Chris Leong 21 Aug 2024 17:10 UTC
2 points
1 ∶ 0
It’s not clear that scaffolding is a one-time boost vs. a whole series of boosts, so I guess I feel that the idea of “burning up” the overhang is naive.
- Owen Cotton-Barratt 21 Aug 2024 17:24 UTC
  2 points
  0 ∶ 0
  Parent
  BTW, it’s possible I’m not appreciating the strongest forms of the arguments against advancing scaffolding being good. From my perspective, if I think of it purely as “software capabilities” then there’s a generic argument against improving capabilities, which I don’t totally buy but definitely gets some weight. But when you zoom in to thinking about different types of capabilities I end up thinking scaffolding is quite robustly good. I’d be interested if you know of a zoomed-in case against scaffolding.
  - Chris Leong 21 Aug 2024 17:48 UTC
    2 points
    0 ∶ 0
    Parent
    I don’t have a “zoomed-in case”, but if I did, I think it would be unwise to share it publicly.

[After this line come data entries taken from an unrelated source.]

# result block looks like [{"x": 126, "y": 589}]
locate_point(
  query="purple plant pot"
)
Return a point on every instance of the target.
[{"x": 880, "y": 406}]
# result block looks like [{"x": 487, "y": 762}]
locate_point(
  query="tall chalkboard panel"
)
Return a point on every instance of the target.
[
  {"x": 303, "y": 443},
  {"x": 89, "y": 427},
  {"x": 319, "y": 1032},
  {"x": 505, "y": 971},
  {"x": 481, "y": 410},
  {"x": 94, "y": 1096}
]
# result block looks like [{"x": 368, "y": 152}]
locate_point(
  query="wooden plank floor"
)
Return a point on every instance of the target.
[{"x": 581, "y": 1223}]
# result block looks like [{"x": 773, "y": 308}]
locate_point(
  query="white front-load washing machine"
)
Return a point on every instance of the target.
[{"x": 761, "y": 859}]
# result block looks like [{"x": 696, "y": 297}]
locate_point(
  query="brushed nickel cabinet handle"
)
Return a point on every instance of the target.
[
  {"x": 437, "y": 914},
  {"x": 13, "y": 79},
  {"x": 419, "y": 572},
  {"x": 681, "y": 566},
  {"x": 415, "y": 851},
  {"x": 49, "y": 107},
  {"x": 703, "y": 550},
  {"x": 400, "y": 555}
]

    - Owen Cotton-Barratt 21 Aug 2024 18:10 UTC
      2 points
      0 ∶ 0
      Parent
      That’s very surprising to me. Can you explain why publicly?

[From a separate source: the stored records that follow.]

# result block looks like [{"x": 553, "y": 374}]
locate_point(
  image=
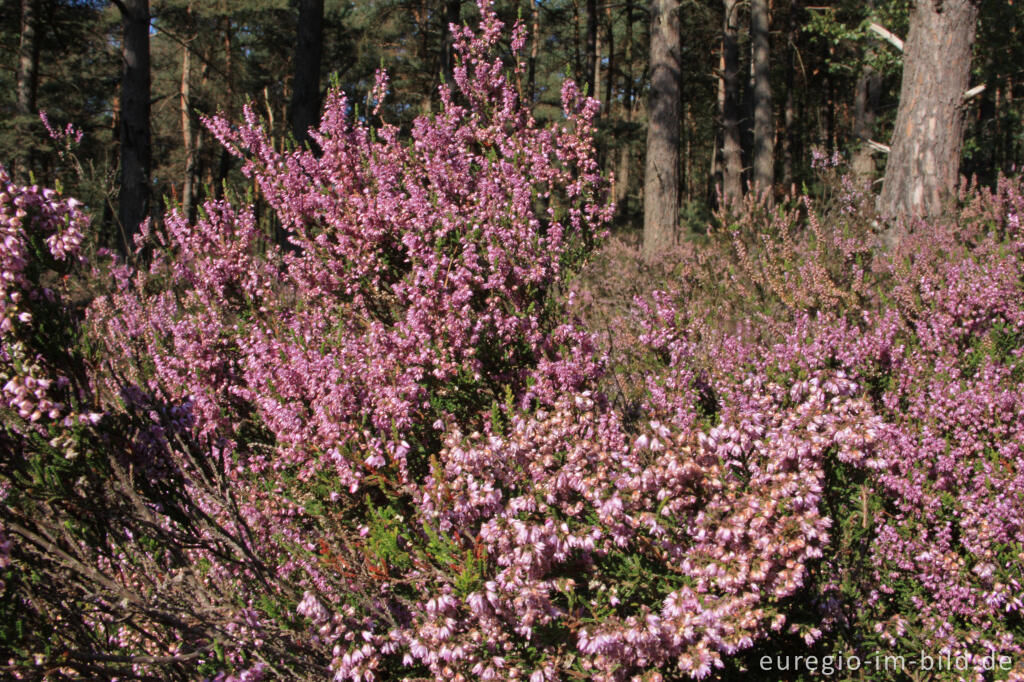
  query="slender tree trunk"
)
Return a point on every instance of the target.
[
  {"x": 27, "y": 79},
  {"x": 764, "y": 168},
  {"x": 308, "y": 51},
  {"x": 924, "y": 163},
  {"x": 535, "y": 42},
  {"x": 865, "y": 105},
  {"x": 592, "y": 75},
  {"x": 135, "y": 140},
  {"x": 610, "y": 81},
  {"x": 660, "y": 197},
  {"x": 453, "y": 14},
  {"x": 732, "y": 155}
]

      - Chris Leong 22 Aug 2024 3:23 UTC
        2 points
        0 ∶ 0
        Parent
        Surely to be convincing, I’d have to go into detail about the best ways to scaffold such systems. And even though my knowledge is likely not at the level where this would likely have any impact, it still seems bad in principle to do things that would be bad if they were done by someone with a higher level of knowledge and competence.
        Owen Cotton-Barratt 22 Aug 2024 6:23 UTC
        2 points
        0 ∶ 0
        Parent
        Oh I see. I definitely wasn’t expecting anything that zoomed in. Rather, I was thinking maybe you had some abstract model which separated out capabilities-from-base-model from capabilities-from-scaffolding, and could explain something about the counterfactual of advancing the latter, and how it all interacted with safety.
        Chris Leong 22 Aug 2024 7:31 UTC
        2 points
        0 ∶ 0
        Parent
        Sticking to generalities, there are many ways of scaffolding models and many of them can combine and many kinds of scaffolding that don’t work at lower base model levels will work at higher base model levels. You can basically just throw anything at humans and we’ll figure out how to make it work.
        Owen Cotton-Barratt 22 Aug 2024 9:09 UTC
        3 points
        0 ∶ 0
        Parent
        I agree with this. (While noting that some forms of scaffolding will work noticeably better with humans than others will, so there are still capabilities boosts to be had for organizations of humans from e.g. procedures and best practices.)
        
        But if our plan was to align organizations of some human-like entities that we were gradually training to be smarter, I’d be very into working out how to get value out of them by putting them into organizations during the training process, as I expect we’d learn important things about organizational design in the process (and this would better position us to ensure that the eventual organizations were pretty safe).
- Owen Cotton-Barratt 21 Aug 2024 17:16 UTC
  2 points
  0 ∶ 0
  Parent
  Sure, I totally expect it to be a series of boosts, but like most domains I expect you get diminishing returns to research effort put in. So there’s a question of at-the-margin, how much of a boost-from-the-low-hanging-fruit-of-scaffolding are you leaving?